On Jan 28, 2008 7:31 PM, Felipe Ortega wrote:
If you read previous threads, this is the #1 broken
feature request right now for researchers and other people interested in full dumps.
Thank you for responding. I have checked some previous threads and I
see that full dumps (with history) for enwiki, dewiki and others have
been a problem for some years now. I also saw that the dump server
crashed in december, got fixed a few weeks later and then died
completely and the machine had to be rebuilt.
However, this seems to be a different problem from the previous issues, because:
1) this is the without-history dump that has the problem
(pages-meta-current not pages-meta-history);
2) the dump appeared to have completed properly (on the status page
there is no mention of any error, and the md5 checksum was generated
(and matches with the md5sum of the downloaded file))
To reinforce why I think this is a new problem, in this message
http://lists.wikimedia.org/pipermail/wikitech-l/2007-November/034561.html
David A. Desrosiers says (in regards to a question about possibly
corrupted enwiki-20071018-pages-meta-current.xml.bz2 )
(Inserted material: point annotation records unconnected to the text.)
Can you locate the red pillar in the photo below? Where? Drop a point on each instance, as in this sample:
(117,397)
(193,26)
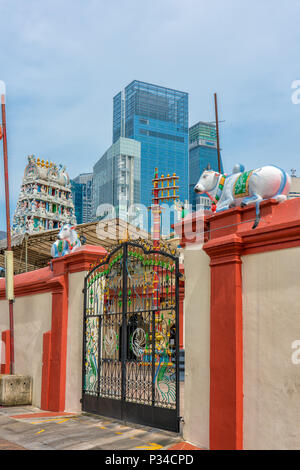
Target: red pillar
(58,355)
(46,370)
(226,344)
(5,367)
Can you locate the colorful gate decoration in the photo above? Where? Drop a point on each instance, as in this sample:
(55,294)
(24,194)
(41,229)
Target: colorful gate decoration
(131,337)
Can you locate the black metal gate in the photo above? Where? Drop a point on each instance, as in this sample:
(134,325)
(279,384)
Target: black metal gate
(131,337)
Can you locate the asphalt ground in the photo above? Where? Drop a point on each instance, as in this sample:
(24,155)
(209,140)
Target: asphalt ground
(28,427)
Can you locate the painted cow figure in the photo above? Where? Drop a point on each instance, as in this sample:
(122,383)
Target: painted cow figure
(67,242)
(244,187)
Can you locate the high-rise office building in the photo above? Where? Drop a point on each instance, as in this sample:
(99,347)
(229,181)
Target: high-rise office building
(157,117)
(82,196)
(203,154)
(117,177)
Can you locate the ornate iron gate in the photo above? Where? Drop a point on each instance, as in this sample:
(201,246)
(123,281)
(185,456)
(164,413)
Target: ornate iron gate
(131,337)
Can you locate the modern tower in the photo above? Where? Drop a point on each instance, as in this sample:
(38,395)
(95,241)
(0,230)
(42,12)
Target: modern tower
(82,197)
(203,154)
(157,117)
(116,177)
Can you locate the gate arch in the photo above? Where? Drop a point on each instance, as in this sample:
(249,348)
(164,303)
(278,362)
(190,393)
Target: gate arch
(131,336)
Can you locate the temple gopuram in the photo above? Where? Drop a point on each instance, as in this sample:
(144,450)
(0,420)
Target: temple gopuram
(45,200)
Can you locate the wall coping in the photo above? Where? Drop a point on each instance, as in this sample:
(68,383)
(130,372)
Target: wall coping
(279,227)
(49,278)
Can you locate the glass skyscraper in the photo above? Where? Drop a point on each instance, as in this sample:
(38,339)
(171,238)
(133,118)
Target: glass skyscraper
(116,177)
(82,197)
(203,153)
(157,117)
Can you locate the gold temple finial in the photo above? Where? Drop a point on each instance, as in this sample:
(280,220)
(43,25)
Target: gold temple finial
(126,235)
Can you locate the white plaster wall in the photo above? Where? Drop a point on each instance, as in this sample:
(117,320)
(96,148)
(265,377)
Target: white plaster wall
(32,318)
(197,346)
(271,322)
(75,341)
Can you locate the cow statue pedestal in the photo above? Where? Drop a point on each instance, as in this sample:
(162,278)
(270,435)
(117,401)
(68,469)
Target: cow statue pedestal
(242,188)
(67,242)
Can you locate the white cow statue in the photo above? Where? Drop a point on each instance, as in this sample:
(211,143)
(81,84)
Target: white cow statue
(244,187)
(67,242)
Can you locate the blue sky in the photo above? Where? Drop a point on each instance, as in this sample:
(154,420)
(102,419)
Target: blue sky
(63,61)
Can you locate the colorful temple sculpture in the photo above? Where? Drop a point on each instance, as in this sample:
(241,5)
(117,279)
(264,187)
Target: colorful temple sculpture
(45,200)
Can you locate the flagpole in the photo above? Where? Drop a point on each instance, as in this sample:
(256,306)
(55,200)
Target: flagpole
(8,232)
(217,131)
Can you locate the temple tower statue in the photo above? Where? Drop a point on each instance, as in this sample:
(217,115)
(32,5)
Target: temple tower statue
(45,200)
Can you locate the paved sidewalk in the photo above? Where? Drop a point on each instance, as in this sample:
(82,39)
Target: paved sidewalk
(28,427)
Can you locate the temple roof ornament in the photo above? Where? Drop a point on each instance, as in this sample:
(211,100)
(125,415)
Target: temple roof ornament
(45,200)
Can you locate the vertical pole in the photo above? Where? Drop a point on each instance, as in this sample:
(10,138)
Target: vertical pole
(156,212)
(217,130)
(124,355)
(177,325)
(8,234)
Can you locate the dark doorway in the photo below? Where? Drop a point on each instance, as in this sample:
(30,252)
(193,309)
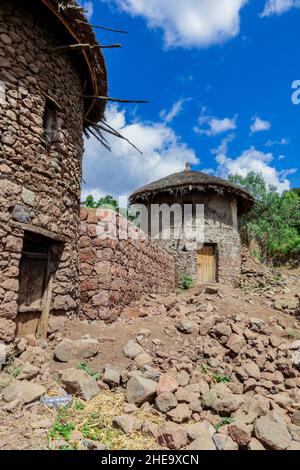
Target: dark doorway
(207,266)
(34,284)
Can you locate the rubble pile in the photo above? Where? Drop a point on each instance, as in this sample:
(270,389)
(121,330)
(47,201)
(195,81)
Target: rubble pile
(218,382)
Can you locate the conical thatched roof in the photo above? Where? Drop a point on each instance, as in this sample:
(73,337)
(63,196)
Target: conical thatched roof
(184,182)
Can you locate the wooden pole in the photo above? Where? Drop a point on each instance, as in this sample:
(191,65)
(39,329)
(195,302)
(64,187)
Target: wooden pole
(72,47)
(42,328)
(116,100)
(103,27)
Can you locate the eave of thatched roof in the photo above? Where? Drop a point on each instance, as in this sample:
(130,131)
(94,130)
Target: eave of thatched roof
(72,20)
(185,182)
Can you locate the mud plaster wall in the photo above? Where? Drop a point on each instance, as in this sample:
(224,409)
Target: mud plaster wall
(37,186)
(220,229)
(113,271)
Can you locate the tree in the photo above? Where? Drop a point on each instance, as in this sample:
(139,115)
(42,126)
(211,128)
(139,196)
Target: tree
(274,221)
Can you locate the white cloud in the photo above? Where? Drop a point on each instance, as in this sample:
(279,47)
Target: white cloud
(88,6)
(176,109)
(254,160)
(187,23)
(211,126)
(259,125)
(121,171)
(278,7)
(282,141)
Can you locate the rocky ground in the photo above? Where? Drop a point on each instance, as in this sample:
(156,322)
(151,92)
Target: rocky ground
(209,368)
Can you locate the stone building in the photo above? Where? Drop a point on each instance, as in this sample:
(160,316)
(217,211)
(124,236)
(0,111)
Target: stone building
(209,205)
(43,113)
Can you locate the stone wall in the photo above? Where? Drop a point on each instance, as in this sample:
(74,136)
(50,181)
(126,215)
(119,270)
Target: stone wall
(220,229)
(39,185)
(116,271)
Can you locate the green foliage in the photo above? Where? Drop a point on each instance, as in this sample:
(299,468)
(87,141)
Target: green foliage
(274,221)
(89,433)
(223,422)
(15,372)
(220,378)
(187,281)
(110,203)
(78,405)
(84,366)
(61,427)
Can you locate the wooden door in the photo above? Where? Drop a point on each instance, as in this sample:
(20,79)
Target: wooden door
(32,286)
(207,264)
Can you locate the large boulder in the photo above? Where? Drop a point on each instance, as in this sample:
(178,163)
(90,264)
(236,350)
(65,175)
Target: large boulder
(79,383)
(203,442)
(132,349)
(112,375)
(272,434)
(83,348)
(180,414)
(25,391)
(139,390)
(165,402)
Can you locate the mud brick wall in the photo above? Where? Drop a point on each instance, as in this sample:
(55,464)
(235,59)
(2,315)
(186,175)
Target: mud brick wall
(38,186)
(115,271)
(220,229)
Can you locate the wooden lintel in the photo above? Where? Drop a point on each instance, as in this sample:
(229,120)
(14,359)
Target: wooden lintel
(41,231)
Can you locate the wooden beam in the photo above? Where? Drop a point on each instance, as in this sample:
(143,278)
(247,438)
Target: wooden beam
(42,328)
(41,231)
(116,100)
(103,27)
(74,47)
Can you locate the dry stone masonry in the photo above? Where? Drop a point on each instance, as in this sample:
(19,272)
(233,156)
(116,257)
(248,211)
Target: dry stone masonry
(116,271)
(41,147)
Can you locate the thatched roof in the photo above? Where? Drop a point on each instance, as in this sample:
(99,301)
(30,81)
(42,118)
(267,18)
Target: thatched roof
(73,24)
(185,182)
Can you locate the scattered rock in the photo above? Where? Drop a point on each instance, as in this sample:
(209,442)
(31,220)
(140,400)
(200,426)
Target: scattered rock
(196,430)
(273,435)
(140,390)
(180,414)
(165,402)
(203,442)
(132,349)
(25,391)
(172,435)
(125,423)
(167,383)
(83,348)
(235,343)
(240,434)
(79,383)
(112,375)
(224,442)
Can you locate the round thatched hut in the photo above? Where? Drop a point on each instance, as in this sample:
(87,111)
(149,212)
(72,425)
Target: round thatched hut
(46,70)
(210,207)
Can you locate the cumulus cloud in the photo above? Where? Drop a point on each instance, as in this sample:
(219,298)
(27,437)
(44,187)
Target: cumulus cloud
(89,8)
(188,23)
(176,109)
(259,125)
(122,170)
(253,160)
(278,7)
(282,141)
(211,126)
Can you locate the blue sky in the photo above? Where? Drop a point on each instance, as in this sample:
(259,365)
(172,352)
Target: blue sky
(219,77)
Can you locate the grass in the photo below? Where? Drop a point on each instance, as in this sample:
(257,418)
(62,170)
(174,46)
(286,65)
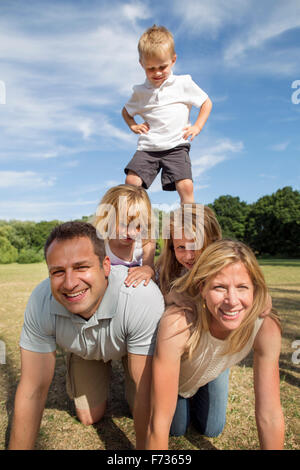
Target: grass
(61,430)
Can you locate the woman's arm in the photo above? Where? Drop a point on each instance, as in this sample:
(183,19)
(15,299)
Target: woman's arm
(268,411)
(145,272)
(171,340)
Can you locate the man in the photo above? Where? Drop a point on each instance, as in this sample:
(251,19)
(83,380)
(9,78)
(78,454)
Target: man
(85,308)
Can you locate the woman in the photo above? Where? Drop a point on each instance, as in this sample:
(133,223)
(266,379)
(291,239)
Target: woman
(212,322)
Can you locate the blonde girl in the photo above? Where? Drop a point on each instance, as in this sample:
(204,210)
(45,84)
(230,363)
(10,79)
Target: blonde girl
(123,220)
(212,322)
(192,228)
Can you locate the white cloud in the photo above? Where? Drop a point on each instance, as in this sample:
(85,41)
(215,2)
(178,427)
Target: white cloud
(135,11)
(203,17)
(26,179)
(278,19)
(281,147)
(214,155)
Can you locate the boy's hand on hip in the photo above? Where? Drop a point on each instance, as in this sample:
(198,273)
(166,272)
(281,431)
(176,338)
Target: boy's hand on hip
(140,128)
(191,131)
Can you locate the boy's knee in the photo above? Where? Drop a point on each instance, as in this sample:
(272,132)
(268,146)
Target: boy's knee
(133,178)
(185,190)
(209,430)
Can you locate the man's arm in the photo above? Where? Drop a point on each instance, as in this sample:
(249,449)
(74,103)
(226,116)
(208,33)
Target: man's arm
(140,371)
(37,371)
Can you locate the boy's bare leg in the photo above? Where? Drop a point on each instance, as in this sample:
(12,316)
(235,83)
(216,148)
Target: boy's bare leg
(133,178)
(185,189)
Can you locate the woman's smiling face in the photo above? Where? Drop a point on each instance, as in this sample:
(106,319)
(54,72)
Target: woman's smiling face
(229,297)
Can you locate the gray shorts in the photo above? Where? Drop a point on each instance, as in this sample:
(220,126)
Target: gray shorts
(175,164)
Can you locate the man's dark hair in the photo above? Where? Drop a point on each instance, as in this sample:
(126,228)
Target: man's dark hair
(74,229)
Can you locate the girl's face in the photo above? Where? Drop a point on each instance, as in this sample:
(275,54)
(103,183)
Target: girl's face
(228,297)
(184,255)
(127,234)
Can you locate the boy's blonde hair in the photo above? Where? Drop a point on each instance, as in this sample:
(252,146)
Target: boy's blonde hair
(213,259)
(156,42)
(205,230)
(123,204)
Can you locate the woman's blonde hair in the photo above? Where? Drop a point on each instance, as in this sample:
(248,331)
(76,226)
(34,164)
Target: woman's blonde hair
(155,42)
(123,204)
(200,224)
(213,259)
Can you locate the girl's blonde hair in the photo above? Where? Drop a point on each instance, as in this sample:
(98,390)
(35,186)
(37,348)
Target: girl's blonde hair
(204,229)
(156,41)
(123,204)
(213,259)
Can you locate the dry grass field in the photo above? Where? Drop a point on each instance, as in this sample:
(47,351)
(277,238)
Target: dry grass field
(60,428)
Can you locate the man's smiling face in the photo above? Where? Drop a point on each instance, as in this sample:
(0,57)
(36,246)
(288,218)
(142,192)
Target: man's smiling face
(78,281)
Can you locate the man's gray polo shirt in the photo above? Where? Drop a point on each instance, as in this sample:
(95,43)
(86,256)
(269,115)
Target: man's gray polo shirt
(125,321)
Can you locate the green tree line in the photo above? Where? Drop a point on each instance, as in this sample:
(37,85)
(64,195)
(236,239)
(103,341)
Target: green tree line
(271,226)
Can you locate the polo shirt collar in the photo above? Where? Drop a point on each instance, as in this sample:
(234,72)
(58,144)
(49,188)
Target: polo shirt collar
(106,309)
(170,79)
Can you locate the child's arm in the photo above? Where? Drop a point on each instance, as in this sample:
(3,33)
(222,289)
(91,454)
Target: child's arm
(143,273)
(136,128)
(200,121)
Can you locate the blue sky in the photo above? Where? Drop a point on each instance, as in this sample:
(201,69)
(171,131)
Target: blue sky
(68,67)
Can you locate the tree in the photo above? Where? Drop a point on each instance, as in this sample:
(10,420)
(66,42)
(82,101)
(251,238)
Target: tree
(273,224)
(231,214)
(8,253)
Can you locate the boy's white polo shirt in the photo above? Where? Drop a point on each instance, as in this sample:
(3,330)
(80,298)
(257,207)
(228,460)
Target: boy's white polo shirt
(166,109)
(125,321)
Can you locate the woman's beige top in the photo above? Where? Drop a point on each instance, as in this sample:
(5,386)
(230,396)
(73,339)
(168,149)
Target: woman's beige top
(208,361)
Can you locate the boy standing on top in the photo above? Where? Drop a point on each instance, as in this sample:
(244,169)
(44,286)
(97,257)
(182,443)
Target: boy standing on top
(164,102)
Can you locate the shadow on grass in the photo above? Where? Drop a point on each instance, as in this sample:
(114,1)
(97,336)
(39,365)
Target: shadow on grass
(111,437)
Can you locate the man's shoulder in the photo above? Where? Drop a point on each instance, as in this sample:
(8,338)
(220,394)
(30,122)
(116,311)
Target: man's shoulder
(42,291)
(142,293)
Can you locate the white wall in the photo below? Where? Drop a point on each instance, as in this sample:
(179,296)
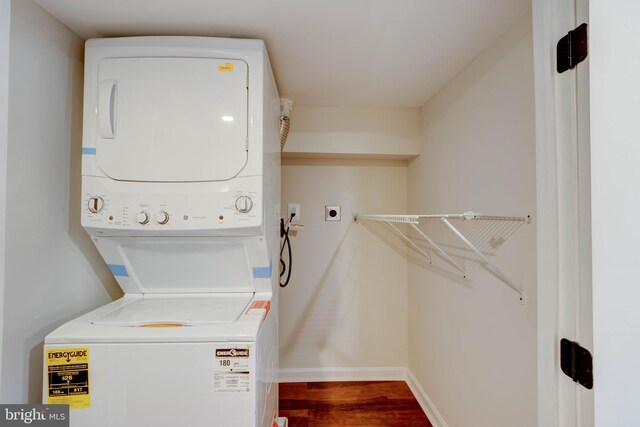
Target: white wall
(345,310)
(614,40)
(472,347)
(5,14)
(53,273)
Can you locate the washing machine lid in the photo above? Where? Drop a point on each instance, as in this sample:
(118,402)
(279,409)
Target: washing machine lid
(161,311)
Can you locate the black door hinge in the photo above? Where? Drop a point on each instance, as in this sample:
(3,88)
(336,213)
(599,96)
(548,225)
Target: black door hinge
(576,362)
(572,49)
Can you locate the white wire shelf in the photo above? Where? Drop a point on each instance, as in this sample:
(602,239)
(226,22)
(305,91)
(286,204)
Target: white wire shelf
(510,225)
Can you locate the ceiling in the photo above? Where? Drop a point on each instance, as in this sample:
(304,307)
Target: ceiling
(382,53)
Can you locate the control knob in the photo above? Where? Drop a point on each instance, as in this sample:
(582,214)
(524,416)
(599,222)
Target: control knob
(162,217)
(96,204)
(142,217)
(244,204)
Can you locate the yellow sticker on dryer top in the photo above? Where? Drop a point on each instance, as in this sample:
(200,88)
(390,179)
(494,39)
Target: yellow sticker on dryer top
(227,67)
(68,376)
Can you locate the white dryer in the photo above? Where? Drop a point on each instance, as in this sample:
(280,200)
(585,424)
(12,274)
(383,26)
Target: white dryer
(181,196)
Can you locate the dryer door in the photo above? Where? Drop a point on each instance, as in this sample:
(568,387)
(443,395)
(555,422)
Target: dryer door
(171,119)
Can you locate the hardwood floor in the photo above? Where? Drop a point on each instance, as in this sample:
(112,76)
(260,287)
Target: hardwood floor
(352,403)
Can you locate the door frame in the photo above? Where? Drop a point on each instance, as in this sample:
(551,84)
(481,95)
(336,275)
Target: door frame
(563,194)
(5,39)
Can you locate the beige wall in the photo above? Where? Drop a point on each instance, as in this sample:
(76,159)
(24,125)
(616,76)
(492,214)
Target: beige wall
(346,305)
(472,347)
(53,272)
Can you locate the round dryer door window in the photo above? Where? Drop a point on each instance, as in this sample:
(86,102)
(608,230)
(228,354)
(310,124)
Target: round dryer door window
(171,119)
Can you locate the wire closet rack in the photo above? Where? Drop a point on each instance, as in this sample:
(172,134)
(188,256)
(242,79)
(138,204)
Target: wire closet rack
(457,225)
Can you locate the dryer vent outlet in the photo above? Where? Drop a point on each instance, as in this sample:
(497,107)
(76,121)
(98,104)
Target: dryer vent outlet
(332,213)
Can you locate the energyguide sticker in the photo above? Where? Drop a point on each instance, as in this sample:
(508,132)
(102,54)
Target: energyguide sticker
(68,377)
(231,371)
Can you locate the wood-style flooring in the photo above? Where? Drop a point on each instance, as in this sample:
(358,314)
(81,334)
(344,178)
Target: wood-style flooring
(352,403)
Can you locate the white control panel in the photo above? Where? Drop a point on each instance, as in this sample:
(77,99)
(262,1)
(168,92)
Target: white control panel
(208,206)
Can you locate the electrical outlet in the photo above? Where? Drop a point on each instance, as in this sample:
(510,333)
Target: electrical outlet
(294,208)
(332,213)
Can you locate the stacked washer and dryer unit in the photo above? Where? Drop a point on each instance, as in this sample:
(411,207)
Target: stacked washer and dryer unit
(181,196)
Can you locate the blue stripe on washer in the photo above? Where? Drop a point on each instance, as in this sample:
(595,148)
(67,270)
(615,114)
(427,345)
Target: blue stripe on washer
(118,270)
(262,272)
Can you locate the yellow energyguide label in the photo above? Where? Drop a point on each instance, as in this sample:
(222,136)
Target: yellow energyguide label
(226,67)
(68,376)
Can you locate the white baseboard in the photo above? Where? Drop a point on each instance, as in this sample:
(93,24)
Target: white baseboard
(367,374)
(342,374)
(427,405)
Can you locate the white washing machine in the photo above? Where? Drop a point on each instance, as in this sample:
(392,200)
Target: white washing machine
(181,196)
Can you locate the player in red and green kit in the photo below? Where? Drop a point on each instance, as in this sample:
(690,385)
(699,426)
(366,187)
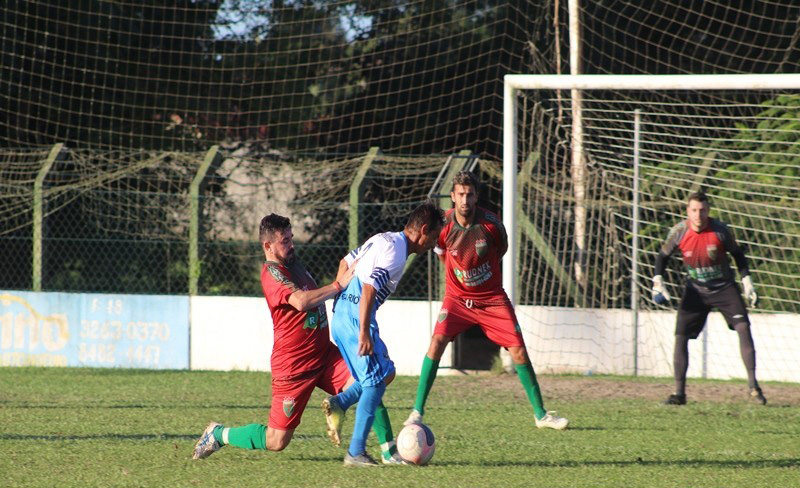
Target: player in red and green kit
(471,245)
(704,243)
(303,357)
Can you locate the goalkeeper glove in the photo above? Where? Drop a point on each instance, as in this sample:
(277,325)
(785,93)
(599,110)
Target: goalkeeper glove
(660,294)
(749,291)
I have the whole process of fetch, unpack, import
scripted to happen
unattended and aside from initial debugging, it has not failed yet in
the last year or more.
Anyway, to save people from spending time and bandwidth downloading
6GB (or larger) files, which then turn out to be corrupt and useless,
I would like to request if the dump script could be changed to run an
integrity check (bzip2 -t) on the file before updating the status to
"done". It only takes about 7 minutes on my computer to do this test
for the enwiki pages-meta-current file -- compared with the 46 hours
it took to generate the dump in the first place this should not add
significantly to the time taken to generate dumps.
Lev